Their actual costs, pretty close to Marshall, are roughly $200 per foot total, including land acquisition, TI's, soft costs, taxes, everything. I suspect mathematically, what I have here is a +/-50% entrepreneurial incentive. But that simply doesn't seem reasonable, from experience, or from other property types, or any other investment.

What do you all do with situations, like this or any other time, where you're obligated to write a Cost Approach, but it's so skewed as to be unrealistic and basically inapplicable?
 
More likely you have an EI of market (10-20%?) and the lion's share of the remaining difference is as PP points out.
 
Physically the difference between a retail strip center occupied by investment grade national credit tenants and one occupied by local tenants is negligible.
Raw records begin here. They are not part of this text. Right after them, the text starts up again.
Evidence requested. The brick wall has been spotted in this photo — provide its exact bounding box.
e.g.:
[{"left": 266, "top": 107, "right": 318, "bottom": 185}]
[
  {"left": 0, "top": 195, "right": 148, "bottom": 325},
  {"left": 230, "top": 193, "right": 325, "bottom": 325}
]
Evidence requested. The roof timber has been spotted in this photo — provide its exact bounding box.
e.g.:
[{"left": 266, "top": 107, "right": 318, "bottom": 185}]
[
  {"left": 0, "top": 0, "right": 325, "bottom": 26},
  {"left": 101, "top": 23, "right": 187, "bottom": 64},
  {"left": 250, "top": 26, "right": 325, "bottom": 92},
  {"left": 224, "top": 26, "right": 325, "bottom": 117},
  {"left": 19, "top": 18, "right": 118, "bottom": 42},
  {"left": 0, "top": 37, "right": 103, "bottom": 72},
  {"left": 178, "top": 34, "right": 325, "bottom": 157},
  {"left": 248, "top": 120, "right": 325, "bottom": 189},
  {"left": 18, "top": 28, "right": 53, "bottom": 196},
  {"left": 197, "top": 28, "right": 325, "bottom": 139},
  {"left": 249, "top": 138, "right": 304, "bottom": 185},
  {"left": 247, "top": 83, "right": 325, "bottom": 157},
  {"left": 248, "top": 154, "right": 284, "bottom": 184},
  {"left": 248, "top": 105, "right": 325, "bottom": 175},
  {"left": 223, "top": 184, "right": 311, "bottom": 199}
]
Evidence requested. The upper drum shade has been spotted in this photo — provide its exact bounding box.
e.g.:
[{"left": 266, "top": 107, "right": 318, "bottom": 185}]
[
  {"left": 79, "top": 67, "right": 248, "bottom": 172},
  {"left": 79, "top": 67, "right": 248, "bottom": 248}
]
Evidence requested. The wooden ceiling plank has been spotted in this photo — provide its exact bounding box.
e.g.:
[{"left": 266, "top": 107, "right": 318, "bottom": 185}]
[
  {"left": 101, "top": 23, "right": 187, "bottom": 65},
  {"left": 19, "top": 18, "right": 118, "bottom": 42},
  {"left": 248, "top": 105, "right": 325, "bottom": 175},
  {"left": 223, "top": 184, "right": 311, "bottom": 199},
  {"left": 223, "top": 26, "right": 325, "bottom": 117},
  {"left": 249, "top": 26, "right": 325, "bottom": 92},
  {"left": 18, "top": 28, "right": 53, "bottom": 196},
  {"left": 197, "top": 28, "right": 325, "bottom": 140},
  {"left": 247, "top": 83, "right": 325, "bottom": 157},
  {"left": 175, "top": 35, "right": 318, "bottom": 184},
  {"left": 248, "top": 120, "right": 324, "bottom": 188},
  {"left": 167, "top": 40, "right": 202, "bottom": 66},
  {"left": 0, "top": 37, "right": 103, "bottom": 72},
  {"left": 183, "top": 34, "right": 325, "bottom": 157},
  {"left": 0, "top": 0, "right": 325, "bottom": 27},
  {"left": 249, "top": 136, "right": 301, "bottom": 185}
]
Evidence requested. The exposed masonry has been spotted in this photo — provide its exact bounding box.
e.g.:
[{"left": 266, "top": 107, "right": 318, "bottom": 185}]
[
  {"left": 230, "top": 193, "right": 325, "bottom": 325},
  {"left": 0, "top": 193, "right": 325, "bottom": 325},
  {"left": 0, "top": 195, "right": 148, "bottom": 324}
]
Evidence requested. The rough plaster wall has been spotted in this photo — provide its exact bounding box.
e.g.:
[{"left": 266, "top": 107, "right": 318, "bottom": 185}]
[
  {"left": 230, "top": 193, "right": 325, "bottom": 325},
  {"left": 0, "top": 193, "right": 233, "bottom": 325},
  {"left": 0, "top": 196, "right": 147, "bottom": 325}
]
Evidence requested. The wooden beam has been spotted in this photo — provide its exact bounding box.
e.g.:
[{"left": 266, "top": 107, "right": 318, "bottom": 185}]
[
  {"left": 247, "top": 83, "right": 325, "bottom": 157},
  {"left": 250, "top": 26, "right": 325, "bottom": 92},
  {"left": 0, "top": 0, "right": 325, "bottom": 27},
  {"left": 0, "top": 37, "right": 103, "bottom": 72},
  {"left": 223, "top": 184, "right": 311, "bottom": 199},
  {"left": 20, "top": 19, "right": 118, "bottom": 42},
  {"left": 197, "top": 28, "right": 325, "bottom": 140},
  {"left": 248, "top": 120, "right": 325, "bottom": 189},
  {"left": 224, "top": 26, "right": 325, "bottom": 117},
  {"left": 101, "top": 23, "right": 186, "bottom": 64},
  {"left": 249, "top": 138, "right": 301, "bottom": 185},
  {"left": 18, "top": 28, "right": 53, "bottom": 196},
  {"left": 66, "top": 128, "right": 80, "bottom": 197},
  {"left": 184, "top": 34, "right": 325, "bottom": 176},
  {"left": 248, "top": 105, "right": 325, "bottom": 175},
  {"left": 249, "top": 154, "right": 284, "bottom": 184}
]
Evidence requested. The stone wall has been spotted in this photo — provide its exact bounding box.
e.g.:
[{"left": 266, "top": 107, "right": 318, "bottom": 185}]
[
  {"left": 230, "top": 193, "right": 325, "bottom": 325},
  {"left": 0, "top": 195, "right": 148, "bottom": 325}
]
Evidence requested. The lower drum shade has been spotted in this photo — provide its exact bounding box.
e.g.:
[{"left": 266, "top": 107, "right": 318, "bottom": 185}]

The former probably has a better location which would be reflected in the land value. The main difference comes down to the higher contract rents. A corporate Verizon store might pay $35-40/SF while a local T-Mobile franchisee might only be willing to pay $25/SF because they know their sales won't support anything higher. If the developer can land that better quality tenant they've added a lot of value to the property. They might still be willing to take the risk of the project with an EI of 15-20% but could end up with an EP of twice that if they can land those national credit tenants. I've seen single-tenant NNN properties where the EP is around 50%.
 
Your cost approach should include leasing costs (5% of gross rents on 5-yr lease) plus the additional cost of lost income from lease-up. I would expect the cost approach to be lower. If you are a developer and are able to sign AAA quality tenants then you should be profiting. And with the low cap rates that investors are paying..... $$$

Do the cost approach, include these costs, put up to a 20% EI and say that the Cost Approach is the least applicable method and doesn't fully account for the quality of tenancy.